Indian Institute of Technology Kharagpur, Kharagpur, West Bengal, 721302, India.
UiT - The Arctic University of Norway, 9019, Tromsø, Norway.
Sci Rep. 2024 May 8;14(1):10524. doi: 10.1038/s41598-024-61178-0.
Extracellular matrix diseases like fibrosis are elusive to diagnose early on, to avoid complete loss of organ function or even cancer progression, making early diagnosis crucial. Imaging the matrix densities of proteins like collagen in fixed tissue sections with suitable stains and labels is a standard for diagnosis and staging. However, fine changes in matrix density are difficult to realize by conventional histological staining and microscopy as the matrix fibrils are finer than the resolving capacity of these microscopes. The dyes further blur the outline of the matrix and add a background that bottlenecks high-precision early diagnosis of matrix diseases. Here we demonstrate the multiple signal classification method-MUSICAL-otherwise a computational super-resolution microscopy technique to precisely estimate matrix density in fixed tissue sections using fibril autofluorescence with image stacks acquired on a conventional epifluorescence microscope. We validated the diagnostic and staging performance of the method in extracted collagen fibrils, mouse skin during repair, and pre-cancers in human oral mucosa. The method enables early high-precision label-free diagnosis of matrix-associated fibrotic diseases without needing additional infrastructure or rigorous clinical training.

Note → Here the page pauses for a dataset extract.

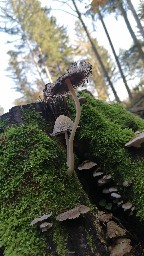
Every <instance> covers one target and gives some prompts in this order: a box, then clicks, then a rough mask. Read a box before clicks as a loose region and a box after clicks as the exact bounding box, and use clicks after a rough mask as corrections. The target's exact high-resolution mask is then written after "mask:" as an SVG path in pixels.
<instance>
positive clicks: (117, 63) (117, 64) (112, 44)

细胞外基质疾病(如纤维化)很难早期诊断,否则会导致器官功能完全丧失,甚至癌症进展,因此早期诊断至关重要。用合适的染色剂和标记物对固定组织切片中的胶原蛋白等蛋白质的基质密度进行成像,是诊断和分期的标准方法。然而,由于基质纤维比这些显微镜的分辨率更细,常规的组织学染色和显微镜检查很难实现对基质密度的细微变化的检测。染料进一步模糊了基质的轮廓,并增加了背景,这限制了对基质疾病进行高精度早期诊断。在这里,我们展示了多重信号分类方法-MUSICAL-这是一种计算超分辨率显微镜技术,可使用常规荧光显微镜获取的图像堆栈,通过纤维自发荧光来精确估计固定组织切片中的基质密度。我们在提取的胶原蛋白纤维、修复过程中的小鼠皮肤以及人口腔黏膜的癌前病变中验证了该方法的诊断和分期性能。该方法无需额外的基础设施或严格的临床培训,即可实现早期高精度的、无标记的基质相关纤维化疾病的诊断。